February 21, 2014

The Notorious B.I.G. "Next" Feature In Vibe Magazine (August, 1994)


"Fulton Street (or the avenue, as it's known in Fort Greene, Brooklyn) looks like one of those New York City ghetto neighborhoods you see on the Box or MTV: kids making trips to the corner store, drinking 40s, smoking blunts, and playing C-Lo. There's Biggie picking up the dice with his right hand, taking a wide step backwards, shaking his hand furiously - and with a twist of his wrist, the dice spill onto the concrete as he snaps his fingers and lets out a satisfied "Hah!" Rolling out a 4-5-6, he wins the bank of $6. It may not seem like much, but as a new-to-the-rap-game hustler, Biggie is happy to collect. On the regular, the Notorious B.I.G. (also known as Biggie Smalls) can be found on Fulton Street - he used to be there more when he was hustlin' full-time. Twenty-year-old Biggie first appeared last year on the Who's The Man? soundtrack. Even though the movie flopped, Biggie's debut, "Party and Bullshit," will not be forgotten..." Cont'd below with some bonus audio...
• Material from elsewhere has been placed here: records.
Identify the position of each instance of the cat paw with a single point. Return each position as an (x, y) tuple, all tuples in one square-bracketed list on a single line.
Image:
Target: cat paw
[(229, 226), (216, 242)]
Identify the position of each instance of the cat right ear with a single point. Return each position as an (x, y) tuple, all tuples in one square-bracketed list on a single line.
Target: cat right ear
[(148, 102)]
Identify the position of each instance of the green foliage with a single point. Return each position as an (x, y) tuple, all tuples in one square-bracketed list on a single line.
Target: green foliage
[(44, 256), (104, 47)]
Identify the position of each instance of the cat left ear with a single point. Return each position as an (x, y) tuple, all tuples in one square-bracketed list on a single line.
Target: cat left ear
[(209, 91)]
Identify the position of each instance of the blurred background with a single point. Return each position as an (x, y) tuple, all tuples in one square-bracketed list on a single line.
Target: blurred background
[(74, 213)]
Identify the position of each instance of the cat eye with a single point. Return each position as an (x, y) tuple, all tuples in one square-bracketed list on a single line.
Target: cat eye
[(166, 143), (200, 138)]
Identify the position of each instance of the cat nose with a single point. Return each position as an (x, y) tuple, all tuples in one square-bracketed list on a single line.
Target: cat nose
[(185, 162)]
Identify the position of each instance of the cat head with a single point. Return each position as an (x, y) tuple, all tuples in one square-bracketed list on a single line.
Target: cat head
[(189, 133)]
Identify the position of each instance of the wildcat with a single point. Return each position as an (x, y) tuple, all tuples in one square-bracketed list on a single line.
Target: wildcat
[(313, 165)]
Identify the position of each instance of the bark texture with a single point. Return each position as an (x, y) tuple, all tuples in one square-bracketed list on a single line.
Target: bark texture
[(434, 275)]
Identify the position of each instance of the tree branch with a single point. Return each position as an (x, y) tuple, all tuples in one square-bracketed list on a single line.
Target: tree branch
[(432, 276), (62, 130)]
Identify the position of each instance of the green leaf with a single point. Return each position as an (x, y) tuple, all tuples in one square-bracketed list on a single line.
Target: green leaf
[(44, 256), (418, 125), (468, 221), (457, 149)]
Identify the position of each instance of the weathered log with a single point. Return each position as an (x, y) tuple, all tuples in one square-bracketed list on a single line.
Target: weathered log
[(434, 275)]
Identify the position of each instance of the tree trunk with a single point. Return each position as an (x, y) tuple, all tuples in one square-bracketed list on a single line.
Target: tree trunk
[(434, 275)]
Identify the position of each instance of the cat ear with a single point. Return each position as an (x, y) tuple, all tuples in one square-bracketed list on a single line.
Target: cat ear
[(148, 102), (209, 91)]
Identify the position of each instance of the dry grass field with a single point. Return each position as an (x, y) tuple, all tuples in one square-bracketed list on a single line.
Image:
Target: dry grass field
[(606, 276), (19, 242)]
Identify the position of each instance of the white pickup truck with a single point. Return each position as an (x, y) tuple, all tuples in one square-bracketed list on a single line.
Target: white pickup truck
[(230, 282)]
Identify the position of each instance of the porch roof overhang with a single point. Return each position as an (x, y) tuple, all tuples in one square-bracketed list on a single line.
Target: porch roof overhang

"Surprisingly, Ready To Die is nothing like "Party and Bullshit." The album's beats are an East Coast interpretation of West Coast pimp flavor. There are a lot of lyrics about suicide ("Ready To Die" and "Suicidal Thoughts"). "I'm just trying to touch on angles that other brothas is scared to touch," he explains. "Ain't no brotha I know that been hustlin' or been f#cked up in the street shit that can tell me they ain't never wish they was f#cking dead. I know plenty of nights I laid down and wished it was just over. For now, he's only just begun, and what's real for Biggie is making a better life for himself. This means moving out of Fort Greene, getting a record deal for his boys (the Junior Mafia) and buying a house for his mother (in Florida). It also means selling a lot of records. "Whatever I got to do to make this paper," he says. "Can't make no moves when you're broke." - Vibe, August 1994.